You agree with me! :D
Damor
24-11-2005, 12:00
I'm not sure that is the case. Notice that in our case the end points are constants, so applying Leibnitz rule the derivative of beta=1 and alpha=0 with respect to t will be zero, so those terms out the front vanish (leaving us with the rule as given). f=1 and f=0 are continuously differentiable functions, so they don't violate that requirement. So Leibnitz rule demonstrates that that step is valid.

I have to admit it's all a bit over my head, so I can only rely on the people I've learned to trust in these matters.
to quote:
Approach (0+, 0+) by the curve (t, t^2). The partial derivative is unbounded. Approach instead by the curve (0, t), the partial derivative is zero. Therefore it is not continuous at (0, 0), and Leibnitz's rule does not apply.

But suffice it to say, the problem is a lot more confusing then most other 1=0 proofs :D
Damor
24-11-2005, 12:09
I did the final integral using the substitution u = x^2 / y and I ended up with exp(-x^2) * (1 - 2x^2). That leaves the substitution of 0 for x in the integral on the very last step as the problem.So then you're saying it just isn't 0 as claimed?

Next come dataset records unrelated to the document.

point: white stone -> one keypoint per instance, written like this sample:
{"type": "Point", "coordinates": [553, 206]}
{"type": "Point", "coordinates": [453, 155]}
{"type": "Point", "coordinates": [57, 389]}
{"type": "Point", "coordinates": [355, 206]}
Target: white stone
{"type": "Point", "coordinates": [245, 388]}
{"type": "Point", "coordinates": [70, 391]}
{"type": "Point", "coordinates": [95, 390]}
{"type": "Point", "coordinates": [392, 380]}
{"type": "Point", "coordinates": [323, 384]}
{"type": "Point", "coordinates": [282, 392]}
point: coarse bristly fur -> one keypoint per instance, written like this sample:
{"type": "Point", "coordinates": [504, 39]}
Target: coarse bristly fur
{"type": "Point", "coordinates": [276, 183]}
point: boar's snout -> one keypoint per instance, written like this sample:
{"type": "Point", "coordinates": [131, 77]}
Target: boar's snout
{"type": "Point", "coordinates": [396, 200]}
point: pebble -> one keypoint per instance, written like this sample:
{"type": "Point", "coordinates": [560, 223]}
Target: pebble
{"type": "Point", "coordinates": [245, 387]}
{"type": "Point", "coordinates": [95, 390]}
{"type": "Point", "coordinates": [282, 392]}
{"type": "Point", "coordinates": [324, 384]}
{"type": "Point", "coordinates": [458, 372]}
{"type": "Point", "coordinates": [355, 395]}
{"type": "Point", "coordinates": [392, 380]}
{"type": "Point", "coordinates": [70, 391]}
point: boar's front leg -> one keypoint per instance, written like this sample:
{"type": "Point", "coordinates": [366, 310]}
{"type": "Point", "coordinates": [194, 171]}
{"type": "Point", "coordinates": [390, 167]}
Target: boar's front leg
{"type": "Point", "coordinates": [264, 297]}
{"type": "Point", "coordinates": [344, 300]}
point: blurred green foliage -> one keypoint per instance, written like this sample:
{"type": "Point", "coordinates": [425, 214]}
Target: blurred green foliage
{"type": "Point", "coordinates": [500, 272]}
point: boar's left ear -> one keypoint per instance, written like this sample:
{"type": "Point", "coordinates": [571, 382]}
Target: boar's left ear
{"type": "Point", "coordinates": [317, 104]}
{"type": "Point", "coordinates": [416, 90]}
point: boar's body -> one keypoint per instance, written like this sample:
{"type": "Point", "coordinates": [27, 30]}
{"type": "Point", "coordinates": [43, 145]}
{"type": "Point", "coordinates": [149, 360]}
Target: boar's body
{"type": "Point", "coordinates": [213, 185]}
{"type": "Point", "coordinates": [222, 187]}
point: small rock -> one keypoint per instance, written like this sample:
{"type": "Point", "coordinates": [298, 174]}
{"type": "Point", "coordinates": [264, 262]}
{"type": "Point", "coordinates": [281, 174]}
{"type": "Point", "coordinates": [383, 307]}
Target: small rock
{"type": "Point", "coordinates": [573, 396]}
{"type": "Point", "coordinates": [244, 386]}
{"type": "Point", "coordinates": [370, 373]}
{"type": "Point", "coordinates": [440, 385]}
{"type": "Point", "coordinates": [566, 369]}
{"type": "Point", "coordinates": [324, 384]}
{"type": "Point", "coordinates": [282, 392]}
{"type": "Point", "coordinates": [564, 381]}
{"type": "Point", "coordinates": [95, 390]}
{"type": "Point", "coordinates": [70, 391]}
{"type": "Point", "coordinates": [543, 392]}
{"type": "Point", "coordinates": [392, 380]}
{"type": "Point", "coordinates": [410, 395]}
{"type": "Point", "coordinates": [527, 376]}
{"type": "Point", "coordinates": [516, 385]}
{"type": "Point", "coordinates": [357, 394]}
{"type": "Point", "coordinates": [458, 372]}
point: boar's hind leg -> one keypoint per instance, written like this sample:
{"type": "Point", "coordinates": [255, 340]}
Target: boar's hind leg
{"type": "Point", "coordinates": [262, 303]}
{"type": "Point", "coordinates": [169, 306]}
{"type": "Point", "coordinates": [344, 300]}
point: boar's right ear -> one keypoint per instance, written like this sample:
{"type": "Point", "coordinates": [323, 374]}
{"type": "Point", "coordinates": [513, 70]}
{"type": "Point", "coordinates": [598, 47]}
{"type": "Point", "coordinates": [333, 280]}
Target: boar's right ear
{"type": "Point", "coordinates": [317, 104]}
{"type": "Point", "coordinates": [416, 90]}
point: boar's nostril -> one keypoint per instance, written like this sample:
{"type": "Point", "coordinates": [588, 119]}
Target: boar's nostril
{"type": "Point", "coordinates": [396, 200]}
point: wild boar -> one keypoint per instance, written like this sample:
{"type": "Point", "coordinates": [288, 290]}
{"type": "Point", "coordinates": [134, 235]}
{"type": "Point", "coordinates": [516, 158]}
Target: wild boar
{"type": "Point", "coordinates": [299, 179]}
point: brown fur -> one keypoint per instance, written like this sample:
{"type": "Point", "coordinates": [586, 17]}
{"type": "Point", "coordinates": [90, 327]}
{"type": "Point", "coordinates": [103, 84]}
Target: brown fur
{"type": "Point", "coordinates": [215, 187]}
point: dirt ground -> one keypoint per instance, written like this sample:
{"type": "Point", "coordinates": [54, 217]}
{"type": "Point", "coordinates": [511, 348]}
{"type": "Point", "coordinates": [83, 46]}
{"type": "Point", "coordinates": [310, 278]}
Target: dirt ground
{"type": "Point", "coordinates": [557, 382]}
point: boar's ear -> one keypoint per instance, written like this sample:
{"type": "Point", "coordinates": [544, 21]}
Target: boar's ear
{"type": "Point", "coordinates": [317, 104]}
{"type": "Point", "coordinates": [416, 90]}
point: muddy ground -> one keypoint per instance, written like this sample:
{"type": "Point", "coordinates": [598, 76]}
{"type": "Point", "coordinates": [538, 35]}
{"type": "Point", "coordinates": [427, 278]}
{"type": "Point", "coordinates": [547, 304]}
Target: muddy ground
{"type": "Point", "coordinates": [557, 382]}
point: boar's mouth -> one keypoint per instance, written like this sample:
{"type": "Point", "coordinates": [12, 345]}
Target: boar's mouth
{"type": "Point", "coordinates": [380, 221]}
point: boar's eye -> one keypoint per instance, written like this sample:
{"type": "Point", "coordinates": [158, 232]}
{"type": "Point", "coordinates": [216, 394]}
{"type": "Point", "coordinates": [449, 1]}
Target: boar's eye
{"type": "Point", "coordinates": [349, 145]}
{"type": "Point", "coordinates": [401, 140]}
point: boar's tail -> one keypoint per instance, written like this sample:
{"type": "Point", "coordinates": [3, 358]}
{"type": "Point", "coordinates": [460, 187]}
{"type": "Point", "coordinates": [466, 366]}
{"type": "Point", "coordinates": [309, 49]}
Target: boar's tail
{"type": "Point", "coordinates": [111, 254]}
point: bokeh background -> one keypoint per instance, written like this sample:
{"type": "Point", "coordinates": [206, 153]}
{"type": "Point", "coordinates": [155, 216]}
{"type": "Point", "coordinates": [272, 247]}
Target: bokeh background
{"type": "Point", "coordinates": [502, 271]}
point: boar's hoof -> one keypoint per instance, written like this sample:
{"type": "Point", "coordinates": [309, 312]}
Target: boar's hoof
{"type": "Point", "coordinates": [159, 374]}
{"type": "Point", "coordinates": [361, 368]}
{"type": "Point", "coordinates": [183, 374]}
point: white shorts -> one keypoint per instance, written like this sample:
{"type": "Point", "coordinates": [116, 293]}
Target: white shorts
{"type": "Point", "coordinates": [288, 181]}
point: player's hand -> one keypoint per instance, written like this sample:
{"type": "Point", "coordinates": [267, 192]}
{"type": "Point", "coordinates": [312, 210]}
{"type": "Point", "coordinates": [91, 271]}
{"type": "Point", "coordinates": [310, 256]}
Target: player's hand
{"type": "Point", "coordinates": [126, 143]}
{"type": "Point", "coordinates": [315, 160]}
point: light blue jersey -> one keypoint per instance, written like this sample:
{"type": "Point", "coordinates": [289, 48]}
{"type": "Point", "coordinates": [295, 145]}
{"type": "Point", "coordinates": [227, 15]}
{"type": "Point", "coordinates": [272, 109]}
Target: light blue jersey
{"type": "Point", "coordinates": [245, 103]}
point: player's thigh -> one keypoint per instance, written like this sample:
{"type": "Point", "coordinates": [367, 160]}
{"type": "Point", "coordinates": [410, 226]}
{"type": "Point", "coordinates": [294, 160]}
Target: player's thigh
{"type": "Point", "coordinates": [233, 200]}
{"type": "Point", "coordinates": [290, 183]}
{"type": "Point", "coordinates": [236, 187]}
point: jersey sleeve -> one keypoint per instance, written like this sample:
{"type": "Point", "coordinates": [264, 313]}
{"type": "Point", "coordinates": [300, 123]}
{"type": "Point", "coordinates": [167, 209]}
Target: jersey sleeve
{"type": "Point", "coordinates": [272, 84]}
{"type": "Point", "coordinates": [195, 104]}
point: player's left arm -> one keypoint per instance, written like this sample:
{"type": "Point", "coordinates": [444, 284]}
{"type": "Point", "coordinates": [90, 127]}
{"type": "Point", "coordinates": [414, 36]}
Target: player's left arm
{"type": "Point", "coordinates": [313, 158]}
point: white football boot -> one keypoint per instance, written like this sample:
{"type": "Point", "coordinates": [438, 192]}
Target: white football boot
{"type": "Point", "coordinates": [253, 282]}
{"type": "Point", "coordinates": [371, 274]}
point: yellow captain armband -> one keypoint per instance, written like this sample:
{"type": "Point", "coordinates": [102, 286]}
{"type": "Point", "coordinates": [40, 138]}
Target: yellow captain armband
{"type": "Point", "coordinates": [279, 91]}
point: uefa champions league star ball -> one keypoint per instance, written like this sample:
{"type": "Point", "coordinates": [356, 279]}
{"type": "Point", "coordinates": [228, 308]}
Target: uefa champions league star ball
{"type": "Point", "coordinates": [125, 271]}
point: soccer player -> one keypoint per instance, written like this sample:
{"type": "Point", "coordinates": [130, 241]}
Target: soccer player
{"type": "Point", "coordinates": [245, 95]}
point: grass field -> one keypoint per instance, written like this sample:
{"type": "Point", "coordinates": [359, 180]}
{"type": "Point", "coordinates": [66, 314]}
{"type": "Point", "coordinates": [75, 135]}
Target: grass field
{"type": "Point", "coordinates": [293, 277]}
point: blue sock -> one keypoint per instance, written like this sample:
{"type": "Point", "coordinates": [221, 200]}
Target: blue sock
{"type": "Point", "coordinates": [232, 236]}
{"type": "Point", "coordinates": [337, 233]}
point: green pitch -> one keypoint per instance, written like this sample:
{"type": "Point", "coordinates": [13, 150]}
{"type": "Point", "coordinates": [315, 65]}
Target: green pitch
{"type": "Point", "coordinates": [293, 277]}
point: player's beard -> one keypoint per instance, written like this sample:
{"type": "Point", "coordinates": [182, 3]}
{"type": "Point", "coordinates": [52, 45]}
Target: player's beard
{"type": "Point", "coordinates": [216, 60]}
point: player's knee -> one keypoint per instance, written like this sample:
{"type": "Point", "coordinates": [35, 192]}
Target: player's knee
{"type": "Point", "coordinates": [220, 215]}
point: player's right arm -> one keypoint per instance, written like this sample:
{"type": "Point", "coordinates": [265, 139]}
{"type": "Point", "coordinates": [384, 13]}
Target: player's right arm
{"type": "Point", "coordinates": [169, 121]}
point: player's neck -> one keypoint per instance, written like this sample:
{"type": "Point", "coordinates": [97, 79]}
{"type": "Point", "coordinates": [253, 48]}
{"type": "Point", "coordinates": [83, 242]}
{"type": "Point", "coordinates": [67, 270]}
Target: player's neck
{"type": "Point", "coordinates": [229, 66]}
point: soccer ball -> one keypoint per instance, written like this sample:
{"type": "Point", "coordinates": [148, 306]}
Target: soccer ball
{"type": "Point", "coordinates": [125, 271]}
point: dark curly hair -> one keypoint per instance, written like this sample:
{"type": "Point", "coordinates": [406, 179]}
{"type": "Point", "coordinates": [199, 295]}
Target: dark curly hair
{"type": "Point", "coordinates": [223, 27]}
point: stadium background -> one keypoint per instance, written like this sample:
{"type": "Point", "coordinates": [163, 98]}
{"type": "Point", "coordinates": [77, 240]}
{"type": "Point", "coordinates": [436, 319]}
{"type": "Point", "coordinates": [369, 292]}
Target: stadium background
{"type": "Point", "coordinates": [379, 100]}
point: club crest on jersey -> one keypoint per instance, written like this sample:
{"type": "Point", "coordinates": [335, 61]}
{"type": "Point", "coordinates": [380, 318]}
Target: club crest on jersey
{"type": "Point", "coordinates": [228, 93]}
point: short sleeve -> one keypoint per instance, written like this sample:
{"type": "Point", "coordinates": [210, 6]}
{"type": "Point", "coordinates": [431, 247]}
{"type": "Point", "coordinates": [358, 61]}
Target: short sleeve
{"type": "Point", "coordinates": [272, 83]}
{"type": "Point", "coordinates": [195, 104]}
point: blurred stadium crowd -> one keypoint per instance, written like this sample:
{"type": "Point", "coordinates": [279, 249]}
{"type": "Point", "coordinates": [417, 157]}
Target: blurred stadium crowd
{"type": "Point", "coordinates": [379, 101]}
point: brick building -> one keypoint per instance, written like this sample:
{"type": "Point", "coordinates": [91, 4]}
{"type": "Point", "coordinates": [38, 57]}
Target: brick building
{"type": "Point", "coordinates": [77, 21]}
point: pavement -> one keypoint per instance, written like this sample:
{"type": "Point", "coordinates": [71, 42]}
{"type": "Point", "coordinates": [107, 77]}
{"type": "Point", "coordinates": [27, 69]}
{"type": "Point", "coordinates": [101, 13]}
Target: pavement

I'm not convinced. Maybe I should try to solve that integral myself :\

Well ok, it seems to work the same way if I do it too :(

However, isn't the substitution u=x^2/y only valid if x is not 0?
Damor
24-11-2005, 12:12
Can we have some more fun maths puzzles now?What is 1-1+1-1+1-1.....
Or in other notation sum (-1)^i for i=0 to infinity

And how about 1-2+4-8+16-32... i.e. sum (-2)^i for i=0 to infinity
Snorklenork
27-11-2005, 01:41
I have to admit it's all a bit over my head, so I can only rely on the people I've learned to trust in these matters.
to quote:


But suffice it to say, the problem is a lot more confusing then most other 1=0 proofs :D
Yes. Hrm, I'll have to think about it some more. It's been awhile since I've done any analysis, so I'm a bit rusty. Your friends are probably right.
Pantylvania
27-11-2005, 02:02
However, isn't the substitution u=x^2/y only valid if x is not 0? [/edit]For now, I'm going with that guess.